I could say a ton of things about this book, about the perfect pacing, the delight I felt at being back in a world that meant so damn much to me, and how this world was one of the cornerstones in my science fiction and fantasy obsession. I could say that this novella was the perfect length and I loved how Williams went in, pounded his readers with an addicting story, and then left them gaping, stunned, and wanting more. I could talk a bit about how he somehow managed to take a perfectly crafted world, and add more detail and depth to it in 200 pages, which I would have thought impossible if I hadn’t witnessed the feat myself. I could also go on and on about how perfect Williams is using his Memory, Sorrow, and Thorn series as a springboard to tell more stories that are sure to hook readers just as his other series did.
I could tell you all of that, and I could go on for days about how incredible this book was, and how everyone should stop everything they are doing right now and just read the damn thing, but I won’t.

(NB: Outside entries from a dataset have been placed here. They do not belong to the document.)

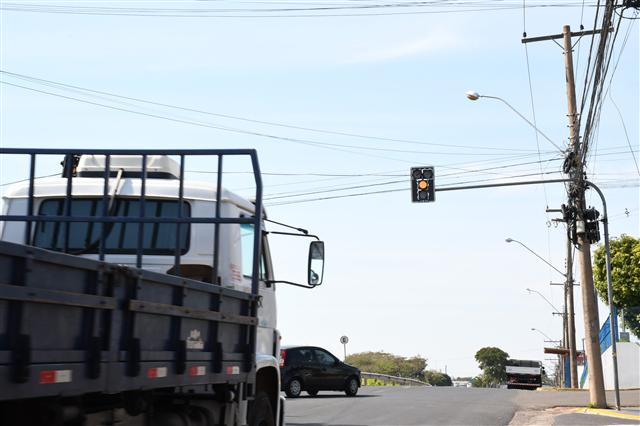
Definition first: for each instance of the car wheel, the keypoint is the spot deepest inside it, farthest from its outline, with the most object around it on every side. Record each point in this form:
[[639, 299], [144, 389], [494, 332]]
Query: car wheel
[[260, 413], [351, 388], [293, 388]]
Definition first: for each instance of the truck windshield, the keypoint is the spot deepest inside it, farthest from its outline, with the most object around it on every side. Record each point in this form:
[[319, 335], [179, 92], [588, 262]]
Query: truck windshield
[[121, 238]]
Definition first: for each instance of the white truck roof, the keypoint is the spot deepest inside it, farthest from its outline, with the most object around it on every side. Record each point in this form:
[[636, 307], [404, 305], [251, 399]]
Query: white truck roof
[[130, 187]]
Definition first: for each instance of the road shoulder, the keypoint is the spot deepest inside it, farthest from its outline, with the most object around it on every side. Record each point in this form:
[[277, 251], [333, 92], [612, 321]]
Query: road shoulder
[[575, 416]]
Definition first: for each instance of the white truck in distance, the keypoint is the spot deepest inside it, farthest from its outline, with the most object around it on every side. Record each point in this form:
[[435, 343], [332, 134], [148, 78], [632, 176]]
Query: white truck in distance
[[132, 296]]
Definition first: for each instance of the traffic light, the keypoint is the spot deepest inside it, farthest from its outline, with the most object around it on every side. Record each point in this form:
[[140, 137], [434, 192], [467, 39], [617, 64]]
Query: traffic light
[[592, 228], [422, 184]]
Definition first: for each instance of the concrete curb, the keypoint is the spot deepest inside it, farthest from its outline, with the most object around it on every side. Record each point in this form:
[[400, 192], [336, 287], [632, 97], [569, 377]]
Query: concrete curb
[[607, 412]]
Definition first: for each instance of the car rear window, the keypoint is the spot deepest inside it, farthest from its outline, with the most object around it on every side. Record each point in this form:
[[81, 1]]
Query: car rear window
[[299, 356]]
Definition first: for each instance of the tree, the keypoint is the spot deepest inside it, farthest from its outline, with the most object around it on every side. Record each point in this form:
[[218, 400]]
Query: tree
[[625, 278], [492, 361], [389, 364], [437, 378]]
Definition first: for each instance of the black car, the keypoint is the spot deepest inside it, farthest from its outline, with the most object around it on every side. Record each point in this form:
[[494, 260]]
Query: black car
[[312, 369]]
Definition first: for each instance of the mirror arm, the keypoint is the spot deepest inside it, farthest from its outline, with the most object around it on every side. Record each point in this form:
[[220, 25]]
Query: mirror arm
[[271, 282]]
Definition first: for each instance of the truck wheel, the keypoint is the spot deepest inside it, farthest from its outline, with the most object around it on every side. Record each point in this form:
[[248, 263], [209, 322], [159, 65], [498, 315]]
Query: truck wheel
[[293, 388], [351, 388], [260, 414]]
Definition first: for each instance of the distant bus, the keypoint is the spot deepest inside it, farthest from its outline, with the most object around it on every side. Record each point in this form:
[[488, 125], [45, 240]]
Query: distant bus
[[524, 374]]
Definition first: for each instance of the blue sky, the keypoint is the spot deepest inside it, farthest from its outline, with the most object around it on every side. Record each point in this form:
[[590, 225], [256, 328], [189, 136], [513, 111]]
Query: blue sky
[[431, 279]]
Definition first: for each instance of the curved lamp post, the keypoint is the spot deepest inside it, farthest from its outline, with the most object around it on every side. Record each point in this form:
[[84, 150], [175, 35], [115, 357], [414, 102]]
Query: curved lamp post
[[556, 311], [511, 240], [474, 96]]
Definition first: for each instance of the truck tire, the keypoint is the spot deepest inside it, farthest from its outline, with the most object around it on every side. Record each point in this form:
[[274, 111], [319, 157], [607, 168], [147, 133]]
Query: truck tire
[[261, 414], [293, 388]]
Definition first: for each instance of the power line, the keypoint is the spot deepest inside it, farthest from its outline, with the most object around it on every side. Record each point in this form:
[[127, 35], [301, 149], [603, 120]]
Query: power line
[[270, 123], [274, 13], [324, 145], [360, 194]]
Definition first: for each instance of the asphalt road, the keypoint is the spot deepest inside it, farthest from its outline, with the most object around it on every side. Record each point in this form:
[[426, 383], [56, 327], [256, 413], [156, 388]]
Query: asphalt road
[[402, 406]]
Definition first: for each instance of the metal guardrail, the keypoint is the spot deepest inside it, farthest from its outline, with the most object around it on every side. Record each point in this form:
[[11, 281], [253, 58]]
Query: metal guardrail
[[391, 379]]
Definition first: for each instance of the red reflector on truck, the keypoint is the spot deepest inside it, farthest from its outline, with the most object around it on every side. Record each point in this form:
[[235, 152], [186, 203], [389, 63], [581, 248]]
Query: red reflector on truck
[[233, 370], [198, 371], [155, 373], [48, 377]]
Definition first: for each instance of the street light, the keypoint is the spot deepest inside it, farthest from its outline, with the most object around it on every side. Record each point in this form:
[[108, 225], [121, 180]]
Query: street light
[[549, 339], [511, 240], [556, 310], [474, 96]]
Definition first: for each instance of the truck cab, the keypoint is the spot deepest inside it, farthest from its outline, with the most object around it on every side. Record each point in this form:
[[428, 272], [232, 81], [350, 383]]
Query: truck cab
[[173, 238]]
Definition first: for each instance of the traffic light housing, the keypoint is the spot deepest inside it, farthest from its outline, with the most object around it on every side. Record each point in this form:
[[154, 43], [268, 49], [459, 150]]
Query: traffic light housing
[[422, 184]]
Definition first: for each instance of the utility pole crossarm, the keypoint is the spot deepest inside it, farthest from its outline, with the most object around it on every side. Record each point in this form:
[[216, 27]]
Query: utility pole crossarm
[[559, 36]]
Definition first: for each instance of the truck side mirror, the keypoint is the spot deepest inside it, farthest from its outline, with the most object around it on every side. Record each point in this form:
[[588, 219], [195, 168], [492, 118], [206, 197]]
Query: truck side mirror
[[316, 263]]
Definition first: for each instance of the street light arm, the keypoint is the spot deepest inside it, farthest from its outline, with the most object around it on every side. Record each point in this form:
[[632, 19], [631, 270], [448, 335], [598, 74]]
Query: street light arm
[[537, 255], [556, 310], [544, 334], [524, 118]]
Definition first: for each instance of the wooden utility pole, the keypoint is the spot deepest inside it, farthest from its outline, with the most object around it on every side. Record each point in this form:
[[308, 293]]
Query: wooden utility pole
[[591, 326], [578, 205], [571, 320]]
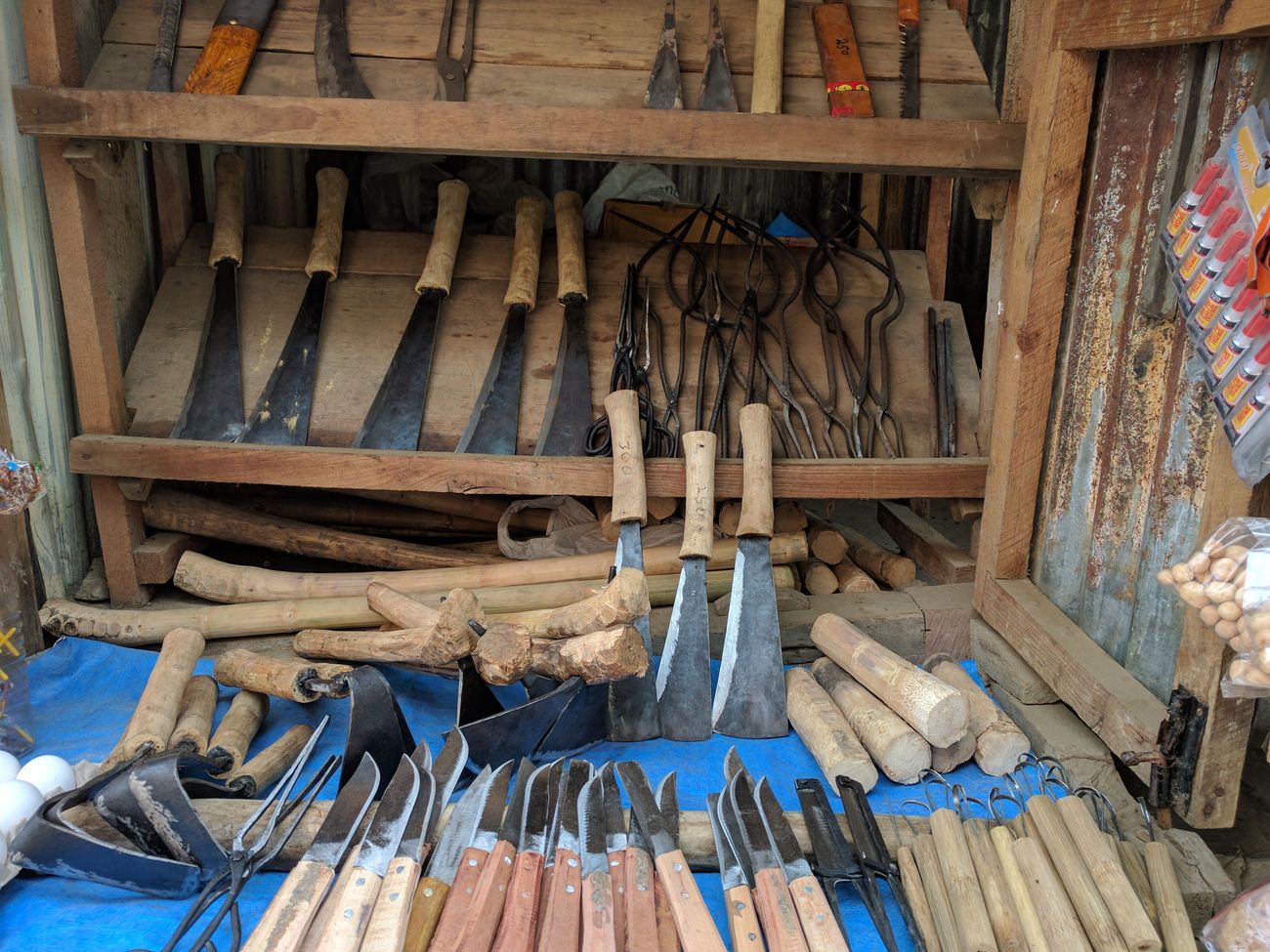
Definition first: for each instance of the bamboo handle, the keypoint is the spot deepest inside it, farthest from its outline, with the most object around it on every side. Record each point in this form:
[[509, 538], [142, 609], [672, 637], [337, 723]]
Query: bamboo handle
[[820, 926], [741, 921], [520, 923], [392, 913], [571, 252], [194, 722], [287, 917], [329, 231], [693, 919], [630, 500], [522, 287], [228, 228], [756, 494], [698, 455], [1173, 922], [439, 267]]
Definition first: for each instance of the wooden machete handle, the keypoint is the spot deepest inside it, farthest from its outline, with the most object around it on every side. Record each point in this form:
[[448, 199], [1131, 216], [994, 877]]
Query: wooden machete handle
[[630, 500], [756, 499], [228, 228], [522, 286], [698, 455], [571, 252], [329, 228], [439, 268]]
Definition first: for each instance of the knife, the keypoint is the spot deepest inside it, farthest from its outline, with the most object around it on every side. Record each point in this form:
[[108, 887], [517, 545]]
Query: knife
[[291, 910]]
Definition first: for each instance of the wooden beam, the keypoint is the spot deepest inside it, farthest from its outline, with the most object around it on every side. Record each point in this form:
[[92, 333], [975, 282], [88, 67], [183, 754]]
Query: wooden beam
[[1097, 24], [321, 468]]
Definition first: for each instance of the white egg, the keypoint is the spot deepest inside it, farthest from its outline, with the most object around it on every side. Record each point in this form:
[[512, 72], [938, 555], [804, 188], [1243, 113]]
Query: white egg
[[50, 774], [18, 801]]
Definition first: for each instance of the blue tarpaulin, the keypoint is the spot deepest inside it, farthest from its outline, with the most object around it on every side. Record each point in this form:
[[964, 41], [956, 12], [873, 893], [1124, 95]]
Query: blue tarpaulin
[[84, 693]]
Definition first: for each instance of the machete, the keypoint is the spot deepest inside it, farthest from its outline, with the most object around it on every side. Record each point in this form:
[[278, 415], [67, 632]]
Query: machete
[[684, 673], [568, 414], [495, 418], [749, 701], [280, 415], [395, 418], [214, 404], [631, 701]]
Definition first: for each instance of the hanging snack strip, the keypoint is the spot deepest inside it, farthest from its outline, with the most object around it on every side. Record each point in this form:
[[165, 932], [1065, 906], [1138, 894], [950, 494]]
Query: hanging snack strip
[[1217, 248]]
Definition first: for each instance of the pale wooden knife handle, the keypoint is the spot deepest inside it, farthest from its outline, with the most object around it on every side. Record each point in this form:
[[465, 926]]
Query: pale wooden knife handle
[[439, 268]]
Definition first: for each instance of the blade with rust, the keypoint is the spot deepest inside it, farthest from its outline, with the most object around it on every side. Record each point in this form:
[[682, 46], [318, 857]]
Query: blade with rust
[[568, 414], [684, 672], [280, 415], [395, 419], [749, 701], [214, 404], [633, 701], [494, 420]]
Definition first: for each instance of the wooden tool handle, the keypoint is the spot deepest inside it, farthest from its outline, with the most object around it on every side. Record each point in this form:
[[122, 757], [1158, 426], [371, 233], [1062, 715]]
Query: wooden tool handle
[[286, 919], [194, 722], [756, 499], [228, 228], [769, 58], [698, 455], [388, 928], [1173, 922], [522, 287], [630, 500], [329, 231], [439, 268], [520, 923], [571, 250]]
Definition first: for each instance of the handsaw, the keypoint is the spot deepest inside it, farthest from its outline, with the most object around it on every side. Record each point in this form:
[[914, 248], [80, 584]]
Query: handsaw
[[495, 418], [214, 404], [280, 415], [395, 418], [228, 52]]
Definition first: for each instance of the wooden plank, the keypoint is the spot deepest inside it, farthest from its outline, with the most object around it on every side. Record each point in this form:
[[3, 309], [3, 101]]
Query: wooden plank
[[1095, 24], [321, 468], [1103, 693], [902, 146]]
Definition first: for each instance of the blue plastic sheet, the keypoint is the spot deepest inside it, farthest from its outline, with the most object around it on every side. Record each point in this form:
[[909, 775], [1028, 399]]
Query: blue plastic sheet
[[84, 693]]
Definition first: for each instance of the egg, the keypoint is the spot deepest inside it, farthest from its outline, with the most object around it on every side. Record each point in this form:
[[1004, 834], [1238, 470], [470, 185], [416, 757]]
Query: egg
[[50, 774], [18, 801]]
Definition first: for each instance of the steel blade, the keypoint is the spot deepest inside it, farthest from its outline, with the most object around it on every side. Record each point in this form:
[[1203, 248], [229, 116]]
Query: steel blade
[[684, 672], [633, 701], [494, 420], [395, 418], [749, 701], [214, 404], [380, 843], [280, 415]]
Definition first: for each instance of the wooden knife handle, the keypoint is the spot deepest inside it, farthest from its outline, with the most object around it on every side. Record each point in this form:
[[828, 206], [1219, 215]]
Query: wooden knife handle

Instead I will sum my diatribe up by saying that Tad Williams is one of the authors that started my love of reading, not just fantasy, but reading anything. Williams was one of those authors that made me love the written word, and truly appreciate the hell out of a story well told. He showed me what the art of creating and writing really was, and how a well-crafted story isn’t just engrossing and entertaining, but transformative. I am so very glad that he is back in Osten Ard. I loved everything about this book. I loved how short, sweet, and direct this novella was, without sacrificing any of the emotional gut-punch I associate with his books.
Perfection. Everything about this book was pure perfection.
So why don’t you do yourself a favor and just go read it.